Transient transfection and luciferase assay

Mouse iNOS promoter from –1200 to –10 was introduced into pGL2 plasmid (Promega), which contains a luciferase reporter gene. NF‐κB reporter DNA was purchased from Clontech (Mountain View, CA, USA). E2F and Rb reporters were obtained from Panomics (Redwood, CA, USA). E2F1 interfering RNA expression vector and E2Fc control vector were purchased from Panomics. Transient transfection was carried out with a total of 2 µg of DNA mixture using Lipofectamine (Invitrogen, Carlsbad, CA, USA) reagent according to the manufacturer's instructions. Cells were cultured with olomoucine for 24 h and then treated with lipopolysaccharide for 24 h prior to harvesting. Luciferase activity of cell extracts was measured using the luciferase assay system (Promega).

Western blotting

Following treatment, cells were washed with phosphate‐buffered saline and then lysed in 300 µl lysis buffer (50 mm Tris‐HCl pH 7.4, 1% Triton X‐100, 150 mm NaCl, 1% glycersol, 1 mm EDTA, 0.1 mm phenylmethylsulphonyl fluoride, 50 mm NaF, and 1 mm Na₃VO₄). The supernatant was collected by centrifugation at 14 000 g for 10 min at 4 °C. Protein concentration was determined using a Bio‐Rad Protein Assay Dye Reagent (Hercules, CA, USA). In total, 20 µg of protein per sample was resolved by sodium dodecyl sulphate–polyacrylamide gel electrophoresis (SDS‐PAGE) and then electro‐transferred on to nitrocellulose membranes, blotted with each antibody and detected using ECL reagents (Amersham Bioscience). Quantification of Western blot data was performed using densitometery with Image Calculator software.

NO detection

RAW264.7 cells (1 × 10⁴/well) were cultured in flat bottom microtitre plates in triplicate for 24 h. Cells were incubated with CDK inhibitor for 24 h and then stimulated with lipopolysaccharide (1 µg/ml) for 24 h. Amounts of nitrite present (a stable metabolite of NO), was measured using Griess reagent. Briefly, cell‐free culture media (50 µl) was reacted with 1 : 1 mixture (50 µl) of 1% sulphanilamide in 5% H₃PO₄ and 0.1% N‐(1‐naphthyl) ethylenediamine in distilled water, and then absorbance at 540 nm was measured. Concentration of nitrite (µm) was calculated from a standard curve created from known concentrations of sodium nitrite dissolved in DMEM.

Data analysis

The results are shown as mean ± standard error of the mean (SEM) of three independent experiments. Comparisons were analysed by one‐way analysis of variance followed by the Dunnet test. Values of P < 0.01 were considered significant.

Results

Olomoucine and roscovitine reduce lipopolysaccharide‐induced NO production

CDK inhibitors – olomoucine and roscovitine – have been shown to inhibit CDK activity and block cell‐cycle progression. As shown in Fig. 1(a), RAW264.7 macrophage proliferation was effectively arrested by olomoucine (75 µm) and roscovitine (20 µm) treatment. Since NO induction after lipopolysaccharide treatment is one of the most reliable pro‐inflammatory responses in RAW macrophages, we first examined the effect of CDK inhibitors on lipopolysaccharide‐induced NO production. RAW cells were pre‐incubated for 24 h with CDK inhibitors to cause growth arrest, then they were treated with lipopolysaccharide. Reduction of lipopolysaccharide‐mediated NO production was observed in cells treated with CDK inhibitor (Fig. 1b). Iso‐olomoucine, a structural isomer of olomoucine with no biological activity, was used as negative control. Treatment with 75 µm did not produce any effect on cell proliferation or NO production. Results indicate that effects of CDK inhibitors are attributed to their inhibition of the CDK activity.

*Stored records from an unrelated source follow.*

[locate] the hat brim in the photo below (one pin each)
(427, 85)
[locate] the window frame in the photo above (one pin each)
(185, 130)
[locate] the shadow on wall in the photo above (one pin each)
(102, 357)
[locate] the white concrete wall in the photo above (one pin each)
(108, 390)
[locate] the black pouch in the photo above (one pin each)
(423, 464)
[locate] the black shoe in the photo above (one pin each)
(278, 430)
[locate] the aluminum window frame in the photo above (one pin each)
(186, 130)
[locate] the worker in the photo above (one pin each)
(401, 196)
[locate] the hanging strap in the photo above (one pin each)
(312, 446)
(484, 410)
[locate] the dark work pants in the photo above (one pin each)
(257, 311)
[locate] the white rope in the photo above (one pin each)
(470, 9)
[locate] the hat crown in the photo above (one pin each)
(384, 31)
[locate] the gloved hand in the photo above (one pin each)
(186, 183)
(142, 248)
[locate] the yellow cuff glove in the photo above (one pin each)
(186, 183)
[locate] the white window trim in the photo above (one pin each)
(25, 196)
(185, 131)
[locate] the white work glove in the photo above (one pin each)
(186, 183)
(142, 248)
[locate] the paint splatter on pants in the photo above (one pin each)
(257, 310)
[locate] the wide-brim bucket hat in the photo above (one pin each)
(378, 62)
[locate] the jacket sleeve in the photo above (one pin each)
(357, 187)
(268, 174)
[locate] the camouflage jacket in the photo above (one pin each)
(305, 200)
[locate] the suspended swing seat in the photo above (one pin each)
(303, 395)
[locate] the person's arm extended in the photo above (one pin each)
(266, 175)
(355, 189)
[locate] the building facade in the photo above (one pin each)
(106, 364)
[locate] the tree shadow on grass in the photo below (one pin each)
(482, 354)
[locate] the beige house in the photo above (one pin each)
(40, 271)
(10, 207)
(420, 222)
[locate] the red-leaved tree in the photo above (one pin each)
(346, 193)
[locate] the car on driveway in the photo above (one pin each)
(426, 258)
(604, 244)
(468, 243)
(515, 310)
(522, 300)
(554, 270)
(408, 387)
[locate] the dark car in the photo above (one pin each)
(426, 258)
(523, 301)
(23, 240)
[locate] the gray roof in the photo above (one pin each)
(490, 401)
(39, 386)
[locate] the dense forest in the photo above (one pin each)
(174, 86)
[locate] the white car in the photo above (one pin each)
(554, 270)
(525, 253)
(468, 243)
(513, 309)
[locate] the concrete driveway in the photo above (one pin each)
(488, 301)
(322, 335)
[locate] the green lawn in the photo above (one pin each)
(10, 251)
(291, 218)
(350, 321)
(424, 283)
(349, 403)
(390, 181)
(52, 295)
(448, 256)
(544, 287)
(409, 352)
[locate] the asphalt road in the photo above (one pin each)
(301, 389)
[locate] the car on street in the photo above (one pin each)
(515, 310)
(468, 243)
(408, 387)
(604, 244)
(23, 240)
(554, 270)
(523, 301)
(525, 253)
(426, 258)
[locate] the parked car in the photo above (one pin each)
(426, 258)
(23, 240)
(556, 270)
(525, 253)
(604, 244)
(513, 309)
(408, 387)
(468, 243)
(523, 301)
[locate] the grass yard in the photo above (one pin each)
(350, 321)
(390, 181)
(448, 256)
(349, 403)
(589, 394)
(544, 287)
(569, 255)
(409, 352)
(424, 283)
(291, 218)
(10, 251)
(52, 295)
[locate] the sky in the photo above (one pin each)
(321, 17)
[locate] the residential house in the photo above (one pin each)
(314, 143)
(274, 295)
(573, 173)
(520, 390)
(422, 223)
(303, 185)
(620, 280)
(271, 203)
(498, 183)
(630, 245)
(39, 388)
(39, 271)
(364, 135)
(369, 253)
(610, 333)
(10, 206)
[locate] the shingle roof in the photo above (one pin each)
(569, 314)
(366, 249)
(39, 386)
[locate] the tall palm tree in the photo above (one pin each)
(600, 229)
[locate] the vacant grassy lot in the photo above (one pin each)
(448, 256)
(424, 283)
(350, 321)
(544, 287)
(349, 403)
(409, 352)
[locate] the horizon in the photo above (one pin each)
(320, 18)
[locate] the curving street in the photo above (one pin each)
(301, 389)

**Reduction in lipopolysaccharide‐induced nitric oxide production by CDK inhibitors**. (a) RAW cells (1 × 10⁴/well) were incubated with 75 µm olomoucine (Olo), 20 µm roscovitine (Ros) or 100 µm *iso*‐olomoucine (iso‐Olo) for indicated times. Cell population growth was determined by the MTS reduction method. (b) Cells were pretreated with olomoucine, roscovitine or *iso*‐plomoucine for 24 h and then stimulated with 1 µg/ml lipopolysaccharide for 24 h. Nitrite concentration (µm) was determined by the value extrapolated from a nitrite standard concentration curve and divided by the value for MTS reduction. Results were expressed as a percentage of nitrite control culture with lipopolysaccharide treatment. Values are mean ± SEM of four independent experiments. *P < 0.001 vs. control cells. **P < 0.001 compared to cells treated with lipopolysaccharide alone.

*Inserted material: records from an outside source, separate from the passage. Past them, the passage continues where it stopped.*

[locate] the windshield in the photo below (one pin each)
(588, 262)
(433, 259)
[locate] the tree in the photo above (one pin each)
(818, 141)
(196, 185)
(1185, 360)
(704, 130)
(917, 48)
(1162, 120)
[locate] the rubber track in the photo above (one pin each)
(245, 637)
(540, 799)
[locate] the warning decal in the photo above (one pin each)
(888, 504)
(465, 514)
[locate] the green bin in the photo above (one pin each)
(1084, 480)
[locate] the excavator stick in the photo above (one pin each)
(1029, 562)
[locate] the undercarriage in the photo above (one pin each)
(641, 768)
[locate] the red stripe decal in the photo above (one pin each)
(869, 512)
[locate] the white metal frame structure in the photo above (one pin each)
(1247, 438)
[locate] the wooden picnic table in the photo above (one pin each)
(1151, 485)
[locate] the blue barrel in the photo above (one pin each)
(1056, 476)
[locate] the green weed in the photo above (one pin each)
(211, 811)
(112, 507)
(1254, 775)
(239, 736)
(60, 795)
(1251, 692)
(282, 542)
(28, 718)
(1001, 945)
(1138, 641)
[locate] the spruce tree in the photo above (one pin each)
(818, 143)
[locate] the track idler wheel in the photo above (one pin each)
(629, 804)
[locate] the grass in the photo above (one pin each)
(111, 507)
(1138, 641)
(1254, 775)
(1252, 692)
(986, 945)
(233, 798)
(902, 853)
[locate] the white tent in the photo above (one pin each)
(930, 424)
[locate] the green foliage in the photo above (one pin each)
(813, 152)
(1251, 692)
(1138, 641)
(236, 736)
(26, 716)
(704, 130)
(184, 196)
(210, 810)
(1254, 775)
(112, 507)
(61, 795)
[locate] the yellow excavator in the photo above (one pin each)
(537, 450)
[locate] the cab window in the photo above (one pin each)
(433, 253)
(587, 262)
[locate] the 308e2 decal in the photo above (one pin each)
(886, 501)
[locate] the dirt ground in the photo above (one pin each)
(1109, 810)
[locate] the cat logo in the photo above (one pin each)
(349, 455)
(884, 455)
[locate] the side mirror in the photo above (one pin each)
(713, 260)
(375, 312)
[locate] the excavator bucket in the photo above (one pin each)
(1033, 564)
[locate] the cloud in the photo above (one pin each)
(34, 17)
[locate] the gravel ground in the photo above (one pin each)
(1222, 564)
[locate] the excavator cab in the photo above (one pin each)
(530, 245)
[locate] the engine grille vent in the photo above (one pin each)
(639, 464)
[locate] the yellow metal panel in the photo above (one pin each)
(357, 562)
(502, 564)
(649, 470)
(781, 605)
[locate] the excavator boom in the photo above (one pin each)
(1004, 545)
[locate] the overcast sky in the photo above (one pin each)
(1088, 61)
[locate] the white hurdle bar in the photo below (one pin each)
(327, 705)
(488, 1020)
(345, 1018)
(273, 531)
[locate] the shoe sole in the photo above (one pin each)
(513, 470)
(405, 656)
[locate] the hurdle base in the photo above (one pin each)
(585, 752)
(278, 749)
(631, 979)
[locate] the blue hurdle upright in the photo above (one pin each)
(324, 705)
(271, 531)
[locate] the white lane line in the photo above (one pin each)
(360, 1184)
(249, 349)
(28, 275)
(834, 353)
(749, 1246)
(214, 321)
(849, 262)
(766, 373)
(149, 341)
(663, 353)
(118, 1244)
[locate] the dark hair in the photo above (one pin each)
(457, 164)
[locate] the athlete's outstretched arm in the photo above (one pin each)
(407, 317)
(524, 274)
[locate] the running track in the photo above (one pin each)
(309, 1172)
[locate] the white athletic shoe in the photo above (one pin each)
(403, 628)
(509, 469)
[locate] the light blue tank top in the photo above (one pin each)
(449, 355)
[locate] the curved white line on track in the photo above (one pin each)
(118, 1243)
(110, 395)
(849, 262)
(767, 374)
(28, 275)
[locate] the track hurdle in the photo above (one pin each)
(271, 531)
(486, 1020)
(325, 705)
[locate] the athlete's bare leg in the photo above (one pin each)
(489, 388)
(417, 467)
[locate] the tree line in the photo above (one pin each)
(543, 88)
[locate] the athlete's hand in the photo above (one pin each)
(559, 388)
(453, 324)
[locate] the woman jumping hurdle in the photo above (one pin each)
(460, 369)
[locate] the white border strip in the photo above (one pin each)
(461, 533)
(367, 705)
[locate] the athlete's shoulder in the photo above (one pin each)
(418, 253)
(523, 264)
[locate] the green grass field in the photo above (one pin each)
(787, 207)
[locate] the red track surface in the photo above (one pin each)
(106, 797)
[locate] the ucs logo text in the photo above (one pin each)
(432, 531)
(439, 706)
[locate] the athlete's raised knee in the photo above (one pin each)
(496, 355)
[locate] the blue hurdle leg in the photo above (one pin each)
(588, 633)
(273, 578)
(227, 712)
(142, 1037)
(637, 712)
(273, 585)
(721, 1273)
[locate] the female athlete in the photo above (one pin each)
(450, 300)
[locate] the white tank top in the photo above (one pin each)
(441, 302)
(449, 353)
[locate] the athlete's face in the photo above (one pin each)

Expression of lipopolysaccharide‐stimulated pro‐inflammatory genes is diminished by CDK inhibitors

With the exception of NO production, pro‐inflammatory genes are normally induced by lipopolysaccharide in macrophages. Cells were pre‐incubated with the inhibitors for 24 h and then were treated with lipopolysaccharide for 4, 8 or 12 h. RT‐PCR was then performed to analyse mRNA expression of pro‐inflammatory genes (Fig. 2a). In comparison to expression of glyceraldehydes‐3‐phosphate dehydrogenase (GAPDH) as a loading control, levels of IL‐1α, IL‐6, TNFα and iNOS transcripts were significantly reduced by treatment with olomoucine and roscovitine. However, no notable differences in expression of Cu/Zn‐SOD and Mn‐SOD were found. Treatment with 75 µm iso‐olomoucine produced no effect on lipopolysaccharide‐induced pro‐inflammatory gene expression (Fig. 2b). Apparently, expression patterns exhibited by lipopolysaccharide treatment were not changed, but levels of the transcripts were reduced in CDK inhibitor‐treated cells (Fig. 2c). These findings imply that there is a common regulatory mechanism involved in inhibitory effects elicited by CDK inhibitors. Next, we investigated whether decline in iNOS transcripts is reflected at the protein level. As shown in Fig. 2(d), the amount of iNOS protein was significantly lowered after cells were incubated with CDK inhibitors, as compared to cells that were treated with lipopolysaccharide only.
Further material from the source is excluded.